In the second half of the 20th century, Chile was experiencing extreme poverty, especially among children.

The government, led by Pinochet wanted to eliminate this poverty by simply removing children from the country and putting them up for adoption in more developed countries like the United States, Germany, and Holland. Similar situations were occurring in neighboring Argentina.

Jeanette Velásquez works for the volunteer group Hijos y Madres de Silencio (Children and Mothers of Silence). Velásquez says that social workers, doctors, and international adoption agencies were all involved in the operation with the Chilean government.

In an interview with the BBC, Velásquez described stories she has heard of “how they [women] were breast-feeding their baby when it was pulled from their arms.”

But the separation wasn’t always forceful. Velásquez also describes how the government would pressure women into giving up their children claiming that they were too poor or already had too many children.

The government specifically targeted single mothers and would often force them to sign paperwork they didn’t understand. They would also target the Mapuche people, the largest indigenous group in Chile, who often live in poverty in rural areas of the country.
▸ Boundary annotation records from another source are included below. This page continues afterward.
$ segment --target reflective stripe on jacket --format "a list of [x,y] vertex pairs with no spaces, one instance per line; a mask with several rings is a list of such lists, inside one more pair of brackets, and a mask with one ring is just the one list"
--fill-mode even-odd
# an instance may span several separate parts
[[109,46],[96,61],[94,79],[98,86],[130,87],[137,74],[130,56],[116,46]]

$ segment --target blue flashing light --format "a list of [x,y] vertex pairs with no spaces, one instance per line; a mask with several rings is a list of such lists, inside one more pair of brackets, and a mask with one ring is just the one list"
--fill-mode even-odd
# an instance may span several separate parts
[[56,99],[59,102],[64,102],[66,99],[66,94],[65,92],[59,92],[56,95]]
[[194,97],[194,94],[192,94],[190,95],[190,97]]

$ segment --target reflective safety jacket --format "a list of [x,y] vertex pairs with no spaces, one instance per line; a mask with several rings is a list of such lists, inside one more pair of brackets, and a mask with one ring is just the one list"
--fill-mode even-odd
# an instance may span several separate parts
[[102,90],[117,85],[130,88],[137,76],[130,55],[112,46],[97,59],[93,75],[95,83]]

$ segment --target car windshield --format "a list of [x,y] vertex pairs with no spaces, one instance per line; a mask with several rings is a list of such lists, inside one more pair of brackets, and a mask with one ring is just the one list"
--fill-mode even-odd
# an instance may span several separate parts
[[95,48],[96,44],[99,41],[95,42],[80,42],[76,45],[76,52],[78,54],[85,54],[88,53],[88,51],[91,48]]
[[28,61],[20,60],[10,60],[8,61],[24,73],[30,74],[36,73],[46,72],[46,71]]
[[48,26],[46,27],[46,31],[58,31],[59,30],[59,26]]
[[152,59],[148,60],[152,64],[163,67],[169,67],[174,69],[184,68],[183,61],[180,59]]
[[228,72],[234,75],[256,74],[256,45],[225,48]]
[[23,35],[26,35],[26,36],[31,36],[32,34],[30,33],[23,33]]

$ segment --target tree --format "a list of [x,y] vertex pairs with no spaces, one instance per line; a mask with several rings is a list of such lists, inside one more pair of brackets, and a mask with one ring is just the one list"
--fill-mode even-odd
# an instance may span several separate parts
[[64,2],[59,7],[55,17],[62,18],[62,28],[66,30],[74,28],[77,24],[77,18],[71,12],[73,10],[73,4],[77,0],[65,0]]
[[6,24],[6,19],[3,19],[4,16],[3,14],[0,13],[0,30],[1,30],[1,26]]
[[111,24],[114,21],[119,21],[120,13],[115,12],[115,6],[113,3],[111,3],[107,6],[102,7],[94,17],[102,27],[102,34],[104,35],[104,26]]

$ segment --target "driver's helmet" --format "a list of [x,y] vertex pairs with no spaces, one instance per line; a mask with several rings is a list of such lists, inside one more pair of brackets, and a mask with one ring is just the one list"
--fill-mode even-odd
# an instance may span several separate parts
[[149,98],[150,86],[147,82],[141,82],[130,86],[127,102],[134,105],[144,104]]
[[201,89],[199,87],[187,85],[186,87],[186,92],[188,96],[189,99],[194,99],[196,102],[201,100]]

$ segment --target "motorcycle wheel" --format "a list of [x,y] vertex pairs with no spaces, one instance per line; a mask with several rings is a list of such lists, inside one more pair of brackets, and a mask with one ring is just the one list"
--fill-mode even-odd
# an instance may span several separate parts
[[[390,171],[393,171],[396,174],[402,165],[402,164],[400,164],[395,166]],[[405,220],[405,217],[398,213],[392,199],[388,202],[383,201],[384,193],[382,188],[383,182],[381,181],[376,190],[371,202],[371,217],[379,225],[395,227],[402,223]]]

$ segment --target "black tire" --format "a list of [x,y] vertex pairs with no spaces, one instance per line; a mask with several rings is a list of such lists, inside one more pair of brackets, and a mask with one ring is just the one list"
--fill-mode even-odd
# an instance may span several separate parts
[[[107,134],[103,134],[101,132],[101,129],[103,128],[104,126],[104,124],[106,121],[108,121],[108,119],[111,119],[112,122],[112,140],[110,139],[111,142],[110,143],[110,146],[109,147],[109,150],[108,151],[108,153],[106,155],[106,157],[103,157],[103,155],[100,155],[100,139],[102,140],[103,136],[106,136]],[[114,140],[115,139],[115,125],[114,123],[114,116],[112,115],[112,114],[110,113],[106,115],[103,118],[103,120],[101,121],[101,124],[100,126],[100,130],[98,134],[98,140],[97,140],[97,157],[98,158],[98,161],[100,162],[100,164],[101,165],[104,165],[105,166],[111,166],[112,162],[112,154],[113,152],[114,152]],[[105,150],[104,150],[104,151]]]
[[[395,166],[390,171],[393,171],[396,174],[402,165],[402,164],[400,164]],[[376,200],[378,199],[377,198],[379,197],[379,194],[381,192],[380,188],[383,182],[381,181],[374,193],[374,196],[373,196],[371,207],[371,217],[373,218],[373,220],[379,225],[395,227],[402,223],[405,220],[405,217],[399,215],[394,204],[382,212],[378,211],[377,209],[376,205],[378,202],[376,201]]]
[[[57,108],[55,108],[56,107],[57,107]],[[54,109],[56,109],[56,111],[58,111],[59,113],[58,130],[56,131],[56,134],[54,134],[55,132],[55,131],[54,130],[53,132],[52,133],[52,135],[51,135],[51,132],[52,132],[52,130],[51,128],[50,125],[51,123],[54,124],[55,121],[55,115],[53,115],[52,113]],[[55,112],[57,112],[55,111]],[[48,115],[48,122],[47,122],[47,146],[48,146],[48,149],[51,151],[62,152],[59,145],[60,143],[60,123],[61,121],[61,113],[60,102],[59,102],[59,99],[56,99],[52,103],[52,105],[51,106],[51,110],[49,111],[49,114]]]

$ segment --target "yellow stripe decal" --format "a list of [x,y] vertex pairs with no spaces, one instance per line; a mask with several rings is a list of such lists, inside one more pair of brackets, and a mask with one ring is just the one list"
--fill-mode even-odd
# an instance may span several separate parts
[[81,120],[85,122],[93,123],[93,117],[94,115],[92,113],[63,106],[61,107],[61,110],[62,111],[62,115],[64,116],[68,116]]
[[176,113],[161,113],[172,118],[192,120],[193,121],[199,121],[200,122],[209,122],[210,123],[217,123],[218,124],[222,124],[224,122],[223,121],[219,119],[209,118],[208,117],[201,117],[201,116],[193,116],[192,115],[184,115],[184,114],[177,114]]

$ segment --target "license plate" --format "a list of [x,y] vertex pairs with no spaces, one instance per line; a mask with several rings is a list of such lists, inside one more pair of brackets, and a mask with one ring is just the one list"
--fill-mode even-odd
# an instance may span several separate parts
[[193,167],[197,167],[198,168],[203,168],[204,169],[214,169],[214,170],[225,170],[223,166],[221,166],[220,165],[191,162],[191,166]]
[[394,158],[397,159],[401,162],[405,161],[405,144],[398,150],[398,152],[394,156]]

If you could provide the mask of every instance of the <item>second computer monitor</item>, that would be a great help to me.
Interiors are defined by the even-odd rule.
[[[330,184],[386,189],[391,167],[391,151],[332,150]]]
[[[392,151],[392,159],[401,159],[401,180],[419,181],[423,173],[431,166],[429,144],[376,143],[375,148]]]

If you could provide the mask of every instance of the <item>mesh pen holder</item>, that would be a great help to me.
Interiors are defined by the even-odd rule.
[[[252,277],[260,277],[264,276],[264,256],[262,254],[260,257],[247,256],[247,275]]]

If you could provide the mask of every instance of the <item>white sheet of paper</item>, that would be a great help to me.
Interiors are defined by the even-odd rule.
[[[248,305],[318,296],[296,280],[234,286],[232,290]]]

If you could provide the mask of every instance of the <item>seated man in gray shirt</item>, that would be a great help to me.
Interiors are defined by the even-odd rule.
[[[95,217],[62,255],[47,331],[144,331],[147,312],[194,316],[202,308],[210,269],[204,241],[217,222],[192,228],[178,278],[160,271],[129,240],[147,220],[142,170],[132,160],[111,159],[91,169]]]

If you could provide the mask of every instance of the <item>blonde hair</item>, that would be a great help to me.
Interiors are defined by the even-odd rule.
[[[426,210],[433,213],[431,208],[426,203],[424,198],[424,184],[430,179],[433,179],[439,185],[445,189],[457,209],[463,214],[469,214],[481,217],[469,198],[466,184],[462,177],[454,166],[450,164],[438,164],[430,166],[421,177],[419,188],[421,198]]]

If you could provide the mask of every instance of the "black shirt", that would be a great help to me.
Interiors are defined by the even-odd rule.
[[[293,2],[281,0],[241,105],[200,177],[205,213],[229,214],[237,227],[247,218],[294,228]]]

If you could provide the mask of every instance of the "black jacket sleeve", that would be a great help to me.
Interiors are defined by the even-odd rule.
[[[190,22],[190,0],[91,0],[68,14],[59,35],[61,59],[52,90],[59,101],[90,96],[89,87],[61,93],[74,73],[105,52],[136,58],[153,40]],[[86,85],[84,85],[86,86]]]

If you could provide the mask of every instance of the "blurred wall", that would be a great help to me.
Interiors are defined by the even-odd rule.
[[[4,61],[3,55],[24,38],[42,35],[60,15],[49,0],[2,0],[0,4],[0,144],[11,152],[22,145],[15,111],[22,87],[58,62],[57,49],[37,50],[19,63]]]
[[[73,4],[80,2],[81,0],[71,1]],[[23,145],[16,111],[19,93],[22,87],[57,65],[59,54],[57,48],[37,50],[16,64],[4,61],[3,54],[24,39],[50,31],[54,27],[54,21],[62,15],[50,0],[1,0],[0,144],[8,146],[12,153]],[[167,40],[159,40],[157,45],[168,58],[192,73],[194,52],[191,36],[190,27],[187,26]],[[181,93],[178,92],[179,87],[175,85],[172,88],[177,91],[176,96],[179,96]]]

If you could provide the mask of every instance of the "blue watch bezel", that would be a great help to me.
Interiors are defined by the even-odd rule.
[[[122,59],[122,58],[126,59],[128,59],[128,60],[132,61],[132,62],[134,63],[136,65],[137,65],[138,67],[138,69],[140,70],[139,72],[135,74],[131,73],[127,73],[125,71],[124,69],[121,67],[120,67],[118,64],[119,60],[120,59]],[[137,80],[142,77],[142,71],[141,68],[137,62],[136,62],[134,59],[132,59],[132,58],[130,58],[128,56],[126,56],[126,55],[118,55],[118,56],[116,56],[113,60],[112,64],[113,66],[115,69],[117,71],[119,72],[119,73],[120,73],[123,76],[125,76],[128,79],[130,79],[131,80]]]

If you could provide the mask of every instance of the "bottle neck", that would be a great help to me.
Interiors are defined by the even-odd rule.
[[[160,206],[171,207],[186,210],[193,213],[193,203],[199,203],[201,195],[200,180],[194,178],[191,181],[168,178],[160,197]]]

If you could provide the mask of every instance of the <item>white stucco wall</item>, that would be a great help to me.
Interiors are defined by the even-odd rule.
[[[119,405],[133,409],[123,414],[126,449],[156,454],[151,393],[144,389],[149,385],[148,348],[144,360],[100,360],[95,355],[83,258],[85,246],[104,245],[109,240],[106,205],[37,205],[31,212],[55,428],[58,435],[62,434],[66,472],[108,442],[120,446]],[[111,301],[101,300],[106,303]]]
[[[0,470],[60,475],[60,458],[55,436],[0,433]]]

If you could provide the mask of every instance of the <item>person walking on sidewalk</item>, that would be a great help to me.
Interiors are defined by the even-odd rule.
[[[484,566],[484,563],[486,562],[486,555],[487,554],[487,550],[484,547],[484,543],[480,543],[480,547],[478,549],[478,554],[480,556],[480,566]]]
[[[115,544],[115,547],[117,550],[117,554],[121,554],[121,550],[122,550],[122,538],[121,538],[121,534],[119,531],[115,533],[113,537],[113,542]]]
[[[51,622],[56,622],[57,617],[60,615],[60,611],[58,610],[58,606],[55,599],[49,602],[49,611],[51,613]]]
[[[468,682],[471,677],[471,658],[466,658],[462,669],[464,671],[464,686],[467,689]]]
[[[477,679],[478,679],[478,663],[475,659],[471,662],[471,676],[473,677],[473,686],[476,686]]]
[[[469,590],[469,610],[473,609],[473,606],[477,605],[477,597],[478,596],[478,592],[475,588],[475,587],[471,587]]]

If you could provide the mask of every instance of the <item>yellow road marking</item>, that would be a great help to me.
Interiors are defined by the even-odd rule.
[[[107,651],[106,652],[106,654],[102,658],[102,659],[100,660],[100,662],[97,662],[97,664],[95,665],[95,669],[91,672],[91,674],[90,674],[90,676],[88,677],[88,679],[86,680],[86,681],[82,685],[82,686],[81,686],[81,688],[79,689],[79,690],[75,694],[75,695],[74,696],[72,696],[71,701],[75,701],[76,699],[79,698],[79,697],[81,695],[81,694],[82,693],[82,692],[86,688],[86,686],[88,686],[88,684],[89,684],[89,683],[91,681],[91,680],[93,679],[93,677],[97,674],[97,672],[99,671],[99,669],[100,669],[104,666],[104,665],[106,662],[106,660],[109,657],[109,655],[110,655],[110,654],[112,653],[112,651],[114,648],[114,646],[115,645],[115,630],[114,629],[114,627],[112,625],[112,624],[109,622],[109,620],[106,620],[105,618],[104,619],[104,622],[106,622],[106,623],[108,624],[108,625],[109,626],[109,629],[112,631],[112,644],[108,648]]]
A woman was interviewed by  the BBC, Sara Jineo, had her four-day-old baby taken from her in 1988.

In an interview, she recalled “They made me go to the hospital and said they were going to do a blood test on my baby.” They took her child, Camilo, and never brought him back.

Similarly, Alejandro Quezada was taken from his mother at a hospital when he was a few weeks old. The BBC reports that the hospital staff told his mother that he had died but would not allow her to see the body or provide a death certificate.

Alejandro was adopted by a Dutch couple who was told he was given up by his mother voluntarily. He started to piece together his story during his teenage years. In 1997, he travelled to Chile to meet his birth mother and the nun who had set up the adoption. But it wasn’t until he was 2010 and living in Chile that he discovered the “adoption” was forced.

By then, the nun who had set up the adoption was living back in the Netherlands. She insists she had done the right thing.

A government investigation in 2018 began to look at the fate of these stolen children. A special police group has been formed to attempt to connect mothers with their lost children, often utilizing DNA tests.

The police group also looks to question people such as judges, social workers, and nuns that were involved in the situation.

8,000 of the 20,000 adoptions that took place in the Pinochet era are considered suspicious. The investigative group looks to provide answers to thousands of women who were robbed of their children.